Open
Description
In places like equals
methods and array_equivalent
, we do things like (left == right).all()
or ((left == right) | (isna(left) & isna(right))).all()
. For large arrays that are not equal, we can do much better with something like:
def all_match(left, right) -> bool:
if left.dtype.kind != "i":
# viewing as i8 will make NaNs be treated as equal
return _all_match_i8(left.view("i8"), right.view("i8"))
return _all_match_i8(left, right)
cdef bint _all_match_i8(const int64_t[:] left, const int64_t[:] right):
cdef:
Py_ssize_t i, n = len(left)
for i in range(n):
if left[i] != right[i]:
return False
return True
Some profiling results:
In [2]: arr = np.arange(10**6)
In [3]: arr2 = arr.copy()
In [4]: arr2[0] = -1
In [5]: %timeit np.array_equal(arr, arr2)
831 µs ± 42.8 µs per loop (mean ± std. dev. of 7 runs, 1000 loops each)

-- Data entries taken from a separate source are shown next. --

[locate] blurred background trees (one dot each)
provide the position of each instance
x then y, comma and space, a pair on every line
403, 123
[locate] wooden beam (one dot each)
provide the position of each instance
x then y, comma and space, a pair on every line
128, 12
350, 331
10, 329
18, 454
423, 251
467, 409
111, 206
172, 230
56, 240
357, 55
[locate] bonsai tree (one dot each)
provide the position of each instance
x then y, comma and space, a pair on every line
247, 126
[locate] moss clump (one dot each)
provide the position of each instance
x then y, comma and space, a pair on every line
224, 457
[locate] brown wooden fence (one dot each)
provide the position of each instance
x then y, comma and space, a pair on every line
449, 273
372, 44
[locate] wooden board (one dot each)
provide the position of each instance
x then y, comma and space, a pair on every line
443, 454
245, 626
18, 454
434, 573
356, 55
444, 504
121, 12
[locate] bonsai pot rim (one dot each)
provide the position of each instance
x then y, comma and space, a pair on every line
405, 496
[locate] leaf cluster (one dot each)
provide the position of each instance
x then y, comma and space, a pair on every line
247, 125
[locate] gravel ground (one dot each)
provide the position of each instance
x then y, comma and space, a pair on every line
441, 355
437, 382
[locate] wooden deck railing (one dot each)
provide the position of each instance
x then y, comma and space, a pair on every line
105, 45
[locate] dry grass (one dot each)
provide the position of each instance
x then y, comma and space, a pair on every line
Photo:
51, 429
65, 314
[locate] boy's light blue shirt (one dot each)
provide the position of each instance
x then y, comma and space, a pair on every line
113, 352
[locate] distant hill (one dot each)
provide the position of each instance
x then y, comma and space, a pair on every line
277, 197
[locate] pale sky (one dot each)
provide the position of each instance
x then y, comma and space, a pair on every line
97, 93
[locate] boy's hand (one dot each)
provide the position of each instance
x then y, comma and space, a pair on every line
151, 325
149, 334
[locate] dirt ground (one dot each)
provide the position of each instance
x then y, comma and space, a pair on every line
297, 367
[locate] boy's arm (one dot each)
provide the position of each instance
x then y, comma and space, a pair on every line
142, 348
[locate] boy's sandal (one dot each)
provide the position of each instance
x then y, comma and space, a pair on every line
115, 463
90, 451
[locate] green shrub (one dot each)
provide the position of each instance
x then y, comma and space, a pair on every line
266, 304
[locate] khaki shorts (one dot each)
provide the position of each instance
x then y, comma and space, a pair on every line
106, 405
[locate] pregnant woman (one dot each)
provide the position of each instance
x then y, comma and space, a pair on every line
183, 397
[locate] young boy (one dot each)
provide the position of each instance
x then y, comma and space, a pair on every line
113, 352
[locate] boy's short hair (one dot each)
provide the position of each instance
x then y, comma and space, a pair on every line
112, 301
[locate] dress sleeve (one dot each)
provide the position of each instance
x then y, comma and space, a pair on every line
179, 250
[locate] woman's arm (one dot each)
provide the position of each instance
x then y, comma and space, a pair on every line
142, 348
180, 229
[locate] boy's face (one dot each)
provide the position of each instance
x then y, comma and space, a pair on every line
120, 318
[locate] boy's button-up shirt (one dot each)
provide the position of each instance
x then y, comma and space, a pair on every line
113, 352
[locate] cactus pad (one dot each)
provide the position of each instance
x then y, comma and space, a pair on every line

In [6]: %timeit all_match(arr, arr2)
1.27 µs ± 58.8 ns per loop (mean ± std. dev. of 7 runs, 1000000 loops each)
In [7]: %timeit np.array_equal(arr, arr)
416 µs ± 16.3 µs per loop (mean ± std. dev. of 7 runs, 1000 loops each)
In [8]: %timeit all_match(arr, arr)
812 µs ± 5.84 µs per loop (mean ± std. dev. of 7 runs, 1000 loops each)
So in cases that short circuit early, we can get massive speedups, but this implementation is actually 2x slower in cases that dont short-circuit (for reasons that are not clear to me).